水いぼは特に幼児から小学生低学年の子どもに多くみられ、成人が感染するケースはあまり多くありません。これは、子どもは免疫が未熟であることと、集団生活による接触機会が多いことが理由として挙げられます。ただし、免疫機能が低下した大人では感染することもあります。
水いぼ自体は良性の感染症であり、健康な子どもであれば自然に治癒することも少なくありません。しかし、自然治癒には数か月から数年かかることもあるため、その間に症状が広がったり、他の子どもや家族に感染させてしまったりするリスクがあります。
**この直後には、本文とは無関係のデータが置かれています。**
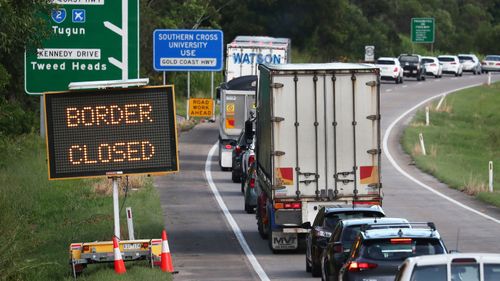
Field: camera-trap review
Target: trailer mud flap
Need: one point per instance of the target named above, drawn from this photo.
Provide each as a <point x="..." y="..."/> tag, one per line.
<point x="284" y="241"/>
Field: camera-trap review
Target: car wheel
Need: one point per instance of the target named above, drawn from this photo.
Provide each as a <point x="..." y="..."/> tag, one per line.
<point x="308" y="266"/>
<point x="234" y="177"/>
<point x="248" y="209"/>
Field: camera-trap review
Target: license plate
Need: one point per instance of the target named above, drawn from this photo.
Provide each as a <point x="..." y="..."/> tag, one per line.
<point x="285" y="241"/>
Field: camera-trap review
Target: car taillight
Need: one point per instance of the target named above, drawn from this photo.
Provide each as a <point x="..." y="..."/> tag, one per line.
<point x="401" y="241"/>
<point x="367" y="203"/>
<point x="338" y="249"/>
<point x="251" y="159"/>
<point x="360" y="266"/>
<point x="288" y="205"/>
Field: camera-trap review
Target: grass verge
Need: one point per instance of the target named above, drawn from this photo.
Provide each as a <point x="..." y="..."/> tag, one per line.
<point x="463" y="136"/>
<point x="39" y="219"/>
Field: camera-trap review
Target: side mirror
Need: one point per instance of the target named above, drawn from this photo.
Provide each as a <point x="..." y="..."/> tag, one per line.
<point x="217" y="93"/>
<point x="306" y="225"/>
<point x="338" y="248"/>
<point x="248" y="131"/>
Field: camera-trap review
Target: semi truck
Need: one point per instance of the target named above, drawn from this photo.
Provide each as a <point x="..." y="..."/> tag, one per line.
<point x="244" y="53"/>
<point x="317" y="144"/>
<point x="237" y="95"/>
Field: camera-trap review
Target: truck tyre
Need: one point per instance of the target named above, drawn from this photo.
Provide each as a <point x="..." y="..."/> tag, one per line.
<point x="315" y="268"/>
<point x="260" y="225"/>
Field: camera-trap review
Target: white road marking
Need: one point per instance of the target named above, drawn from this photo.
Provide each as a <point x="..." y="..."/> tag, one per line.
<point x="234" y="226"/>
<point x="397" y="167"/>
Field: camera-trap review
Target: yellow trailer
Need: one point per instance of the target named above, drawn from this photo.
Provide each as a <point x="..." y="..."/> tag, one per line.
<point x="82" y="254"/>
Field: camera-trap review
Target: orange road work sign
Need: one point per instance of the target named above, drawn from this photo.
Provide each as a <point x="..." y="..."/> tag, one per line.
<point x="201" y="107"/>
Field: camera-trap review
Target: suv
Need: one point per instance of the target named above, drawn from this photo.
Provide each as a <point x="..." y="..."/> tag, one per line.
<point x="451" y="65"/>
<point x="412" y="66"/>
<point x="470" y="63"/>
<point x="470" y="266"/>
<point x="377" y="253"/>
<point x="340" y="243"/>
<point x="323" y="225"/>
<point x="390" y="69"/>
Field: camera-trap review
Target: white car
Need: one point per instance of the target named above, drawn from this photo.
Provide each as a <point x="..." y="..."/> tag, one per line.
<point x="451" y="65"/>
<point x="470" y="63"/>
<point x="491" y="63"/>
<point x="454" y="267"/>
<point x="390" y="69"/>
<point x="433" y="66"/>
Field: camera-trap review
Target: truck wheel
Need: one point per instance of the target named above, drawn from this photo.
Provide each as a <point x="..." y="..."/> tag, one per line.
<point x="308" y="266"/>
<point x="260" y="225"/>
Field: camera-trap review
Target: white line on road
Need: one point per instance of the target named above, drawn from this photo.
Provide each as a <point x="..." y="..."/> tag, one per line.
<point x="234" y="226"/>
<point x="397" y="167"/>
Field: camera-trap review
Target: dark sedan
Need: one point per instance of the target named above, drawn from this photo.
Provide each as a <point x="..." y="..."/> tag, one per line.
<point x="322" y="228"/>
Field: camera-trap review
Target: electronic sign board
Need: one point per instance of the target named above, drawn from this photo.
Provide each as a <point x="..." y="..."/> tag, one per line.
<point x="94" y="132"/>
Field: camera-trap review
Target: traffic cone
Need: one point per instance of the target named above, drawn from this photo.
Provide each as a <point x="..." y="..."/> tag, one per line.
<point x="166" y="258"/>
<point x="119" y="264"/>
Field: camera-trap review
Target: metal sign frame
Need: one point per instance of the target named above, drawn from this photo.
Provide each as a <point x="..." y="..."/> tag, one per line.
<point x="67" y="147"/>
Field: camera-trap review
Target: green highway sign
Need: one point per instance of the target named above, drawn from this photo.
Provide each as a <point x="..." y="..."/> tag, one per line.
<point x="422" y="30"/>
<point x="90" y="40"/>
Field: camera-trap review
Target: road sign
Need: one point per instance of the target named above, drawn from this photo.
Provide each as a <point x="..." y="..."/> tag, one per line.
<point x="422" y="30"/>
<point x="187" y="50"/>
<point x="93" y="132"/>
<point x="89" y="41"/>
<point x="369" y="53"/>
<point x="201" y="107"/>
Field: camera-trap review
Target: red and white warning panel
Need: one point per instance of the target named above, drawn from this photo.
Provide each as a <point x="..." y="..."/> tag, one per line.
<point x="94" y="132"/>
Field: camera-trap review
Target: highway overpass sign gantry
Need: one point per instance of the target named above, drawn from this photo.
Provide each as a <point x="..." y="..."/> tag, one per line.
<point x="90" y="40"/>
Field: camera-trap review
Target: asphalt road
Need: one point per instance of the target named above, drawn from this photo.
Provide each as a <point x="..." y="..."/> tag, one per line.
<point x="202" y="241"/>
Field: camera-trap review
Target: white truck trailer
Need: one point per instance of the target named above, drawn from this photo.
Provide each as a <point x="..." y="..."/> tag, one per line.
<point x="317" y="144"/>
<point x="236" y="96"/>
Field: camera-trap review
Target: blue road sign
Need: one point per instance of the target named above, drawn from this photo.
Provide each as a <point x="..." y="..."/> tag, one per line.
<point x="78" y="15"/>
<point x="187" y="50"/>
<point x="58" y="15"/>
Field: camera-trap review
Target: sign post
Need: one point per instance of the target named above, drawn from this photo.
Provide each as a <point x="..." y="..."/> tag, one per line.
<point x="422" y="30"/>
<point x="90" y="41"/>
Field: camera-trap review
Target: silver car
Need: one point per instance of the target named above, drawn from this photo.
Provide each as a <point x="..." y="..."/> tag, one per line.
<point x="470" y="63"/>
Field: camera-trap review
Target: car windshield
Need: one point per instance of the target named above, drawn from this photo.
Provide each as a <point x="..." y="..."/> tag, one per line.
<point x="333" y="218"/>
<point x="388" y="62"/>
<point x="394" y="249"/>
<point x="465" y="58"/>
<point x="408" y="58"/>
<point x="493" y="58"/>
<point x="429" y="272"/>
<point x="446" y="59"/>
<point x="491" y="272"/>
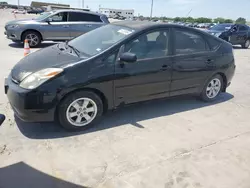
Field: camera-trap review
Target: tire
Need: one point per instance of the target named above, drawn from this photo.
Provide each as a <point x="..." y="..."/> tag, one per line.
<point x="209" y="95"/>
<point x="246" y="44"/>
<point x="37" y="39"/>
<point x="75" y="108"/>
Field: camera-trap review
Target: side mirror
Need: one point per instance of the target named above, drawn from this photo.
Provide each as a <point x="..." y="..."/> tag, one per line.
<point x="234" y="29"/>
<point x="49" y="20"/>
<point x="128" y="57"/>
<point x="2" y="118"/>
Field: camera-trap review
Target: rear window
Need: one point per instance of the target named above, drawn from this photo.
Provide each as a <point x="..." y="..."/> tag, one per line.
<point x="213" y="43"/>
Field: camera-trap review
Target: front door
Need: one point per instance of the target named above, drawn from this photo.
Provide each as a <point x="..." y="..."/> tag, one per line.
<point x="193" y="62"/>
<point x="150" y="76"/>
<point x="58" y="27"/>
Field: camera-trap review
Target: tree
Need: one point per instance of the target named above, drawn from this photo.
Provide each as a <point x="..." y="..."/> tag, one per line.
<point x="241" y="20"/>
<point x="228" y="21"/>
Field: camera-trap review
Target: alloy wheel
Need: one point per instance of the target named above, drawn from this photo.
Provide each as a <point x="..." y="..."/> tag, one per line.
<point x="81" y="112"/>
<point x="247" y="44"/>
<point x="32" y="39"/>
<point x="213" y="88"/>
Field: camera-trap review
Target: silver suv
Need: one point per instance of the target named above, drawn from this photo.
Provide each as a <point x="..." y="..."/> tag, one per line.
<point x="59" y="25"/>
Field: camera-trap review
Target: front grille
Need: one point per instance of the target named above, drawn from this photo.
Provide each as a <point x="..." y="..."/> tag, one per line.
<point x="15" y="81"/>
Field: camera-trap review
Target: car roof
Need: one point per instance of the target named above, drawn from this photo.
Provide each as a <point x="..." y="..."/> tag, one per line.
<point x="141" y="25"/>
<point x="80" y="11"/>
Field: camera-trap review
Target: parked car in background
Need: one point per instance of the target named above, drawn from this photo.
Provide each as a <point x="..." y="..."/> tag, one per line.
<point x="236" y="34"/>
<point x="59" y="25"/>
<point x="35" y="11"/>
<point x="115" y="65"/>
<point x="19" y="11"/>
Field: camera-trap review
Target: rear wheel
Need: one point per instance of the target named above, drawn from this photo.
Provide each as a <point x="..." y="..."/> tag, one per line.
<point x="246" y="44"/>
<point x="34" y="38"/>
<point x="80" y="110"/>
<point x="212" y="89"/>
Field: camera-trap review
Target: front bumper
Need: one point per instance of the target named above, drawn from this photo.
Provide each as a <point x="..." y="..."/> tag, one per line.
<point x="28" y="105"/>
<point x="13" y="34"/>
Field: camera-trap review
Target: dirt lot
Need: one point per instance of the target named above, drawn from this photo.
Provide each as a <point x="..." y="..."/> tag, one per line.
<point x="177" y="143"/>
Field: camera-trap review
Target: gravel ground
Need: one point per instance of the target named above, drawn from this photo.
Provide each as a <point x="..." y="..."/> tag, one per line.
<point x="177" y="143"/>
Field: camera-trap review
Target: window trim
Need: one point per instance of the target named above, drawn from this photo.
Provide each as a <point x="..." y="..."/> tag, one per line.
<point x="60" y="13"/>
<point x="151" y="31"/>
<point x="192" y="31"/>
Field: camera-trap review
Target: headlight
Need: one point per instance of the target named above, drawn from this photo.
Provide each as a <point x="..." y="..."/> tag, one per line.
<point x="12" y="26"/>
<point x="36" y="79"/>
<point x="217" y="34"/>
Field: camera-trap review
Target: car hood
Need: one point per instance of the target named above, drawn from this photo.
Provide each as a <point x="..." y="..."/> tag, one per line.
<point x="50" y="57"/>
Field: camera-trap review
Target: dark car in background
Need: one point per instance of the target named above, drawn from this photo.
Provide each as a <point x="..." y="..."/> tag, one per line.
<point x="115" y="65"/>
<point x="236" y="34"/>
<point x="35" y="11"/>
<point x="59" y="25"/>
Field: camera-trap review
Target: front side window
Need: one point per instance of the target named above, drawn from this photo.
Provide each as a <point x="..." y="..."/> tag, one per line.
<point x="188" y="42"/>
<point x="100" y="39"/>
<point x="150" y="45"/>
<point x="60" y="17"/>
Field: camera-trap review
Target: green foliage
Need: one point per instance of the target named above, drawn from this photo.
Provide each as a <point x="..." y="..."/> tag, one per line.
<point x="241" y="21"/>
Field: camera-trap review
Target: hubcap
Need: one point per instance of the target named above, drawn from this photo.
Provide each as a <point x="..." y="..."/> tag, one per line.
<point x="32" y="39"/>
<point x="247" y="44"/>
<point x="213" y="88"/>
<point x="81" y="112"/>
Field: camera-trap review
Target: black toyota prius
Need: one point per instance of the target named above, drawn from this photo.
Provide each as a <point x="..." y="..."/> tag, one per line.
<point x="118" y="64"/>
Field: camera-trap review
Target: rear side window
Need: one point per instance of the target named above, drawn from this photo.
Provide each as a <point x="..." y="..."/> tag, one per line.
<point x="189" y="42"/>
<point x="213" y="43"/>
<point x="243" y="28"/>
<point x="83" y="17"/>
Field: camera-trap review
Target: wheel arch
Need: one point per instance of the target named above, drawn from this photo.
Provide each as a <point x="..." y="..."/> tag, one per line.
<point x="224" y="78"/>
<point x="34" y="30"/>
<point x="94" y="90"/>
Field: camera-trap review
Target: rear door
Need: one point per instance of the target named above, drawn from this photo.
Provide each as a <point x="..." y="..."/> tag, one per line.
<point x="150" y="76"/>
<point x="81" y="23"/>
<point x="58" y="28"/>
<point x="193" y="61"/>
<point x="239" y="34"/>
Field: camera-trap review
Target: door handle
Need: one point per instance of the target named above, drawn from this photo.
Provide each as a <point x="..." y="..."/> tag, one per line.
<point x="165" y="67"/>
<point x="209" y="61"/>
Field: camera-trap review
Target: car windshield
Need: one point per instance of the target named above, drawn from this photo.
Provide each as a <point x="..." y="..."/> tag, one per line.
<point x="221" y="27"/>
<point x="43" y="16"/>
<point x="98" y="40"/>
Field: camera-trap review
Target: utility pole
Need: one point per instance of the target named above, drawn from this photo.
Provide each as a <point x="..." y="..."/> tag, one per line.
<point x="152" y="5"/>
<point x="82" y="3"/>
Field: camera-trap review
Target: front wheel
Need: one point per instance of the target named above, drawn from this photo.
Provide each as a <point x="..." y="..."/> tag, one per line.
<point x="80" y="110"/>
<point x="246" y="44"/>
<point x="212" y="89"/>
<point x="34" y="38"/>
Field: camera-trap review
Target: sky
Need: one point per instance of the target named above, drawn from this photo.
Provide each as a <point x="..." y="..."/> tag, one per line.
<point x="170" y="8"/>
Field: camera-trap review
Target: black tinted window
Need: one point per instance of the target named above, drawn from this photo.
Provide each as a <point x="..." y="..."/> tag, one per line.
<point x="151" y="45"/>
<point x="243" y="28"/>
<point x="83" y="17"/>
<point x="213" y="43"/>
<point x="60" y="17"/>
<point x="188" y="42"/>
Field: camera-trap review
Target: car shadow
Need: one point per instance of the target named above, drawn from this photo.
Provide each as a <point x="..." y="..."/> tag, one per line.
<point x="42" y="45"/>
<point x="128" y="115"/>
<point x="22" y="175"/>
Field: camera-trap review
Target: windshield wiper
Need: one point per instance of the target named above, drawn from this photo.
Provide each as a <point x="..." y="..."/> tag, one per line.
<point x="77" y="52"/>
また、かゆみを伴うことが多く、掻き壊してしまうと二次感染や傷跡が残る可能性もあるため、適切な対処が必要です。
Q. 水いぼはなぜ子どもの体の中で広がっていくのですか?
水いぼが体内で広がる主な原因は「自家接種」です。水いぼをかいたり触ったりすると、手や爪にウイルスが付着し、別の部位に触れることで新たな感染巣が生まれます。また、できものが衣服とこすれて破れると、中のウイルスを含む内容物が周囲の皮膚に付着し、感染が広がります。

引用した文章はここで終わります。